In 2010 Chris Rock released his film 'Good Hair', challenging American black women to reconsider constantly chemically straightening theirs and their children's hair. In 'Good Hair' he is quoted as saying that he made this film in order to show his young daughters that their hair is 'Good Hair' even if it's not straight! However the issues surrounding why, globally, black women didn't and don't choose to wear their hair in public stems from deep-rooted self-hatred because of ignorant societal discriminations, and racist propaganda. The misconception that 'black bush people's' hair is unkempt and doesn't grow is a hurtful lie, when in reality ancient African tribes people would spend days creating intricate hair designs. And as for length many tribes' people actually believed it was spiritually harmful to cut their hair!
We all know that in the 1500s Europe slavers were kidnapping African people, but did you know one of the first things they did when they caught their victims was to cut off their hair?
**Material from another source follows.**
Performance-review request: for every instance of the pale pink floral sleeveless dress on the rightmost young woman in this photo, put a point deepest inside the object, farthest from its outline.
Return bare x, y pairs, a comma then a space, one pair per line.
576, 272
That was merely the beginning of a long process of intentionally wiping out African culture and identity - to break their spirit, to make them easier to control. By the 1600's slave handlers were often given guidelines like that of Willie Lynch's 'Let's Make A Slave'. They were taught to dehumanize Africans by way of segregating black from white slaves, and mocking African physical features. In this time African hairstyles could not be retained because women cared more for survival than their vanity; and the knowledge was quickly lost. In the 1800s the slave ships stopped going to Africa and this meant slaves already in America could no longer be worked so hard: their lives were now worth more! So slaves started getting Sunday's off - giving the women time to do their hair for church. Even so unfortunately some high society women believed black women were 'getting ahead of themselves' when white men started showing sexual interest in them because of attention grabbing clothing and hairstyles, therefore they forced black women to dress down and hide their hair actually passing a 'Tignon Law' against them.
The emotional scars and societal effects of this propaganda and history are for me the reason black women feel ashamed of their hair today. And moving on to present day it seems the ignorance and open discrimination against Afro hair is live and in practice, like the story of a young girl told in 2013 that she would be expelled from school for wearing her Afro hair out, and must cut it in order to be allowed back in school. This only happened after the 12 yr. old girl complained to teachers of her classmates racial bullying in the predominantly white school - the teachers blamed her hair for being a distraction. With role models like Angela and a large majority of famous black women opting to conform to straight styles it can feel like things may never change.
But, I believe the Team Natural movement to be a new dawn for black women to heal old wounds. It offers an opportunity to rekindle a love affair with our natural hair, and to regain lost hair care knowledge. This movement is even inspiring girls of other ethnicities, who regularly straighten their hair, to start loving their natural curls too. Whether this is a passing trend or a firm revolution in thinking... in a world obsessed with airbrushing, hair extensions and plastic surgery ... it looks like many of us are longing just to be our natural selves.
So in answer to the question: is Afro hair unprofessional? ... I'll simply say, "It's My Afro Hair & I Don't Care!"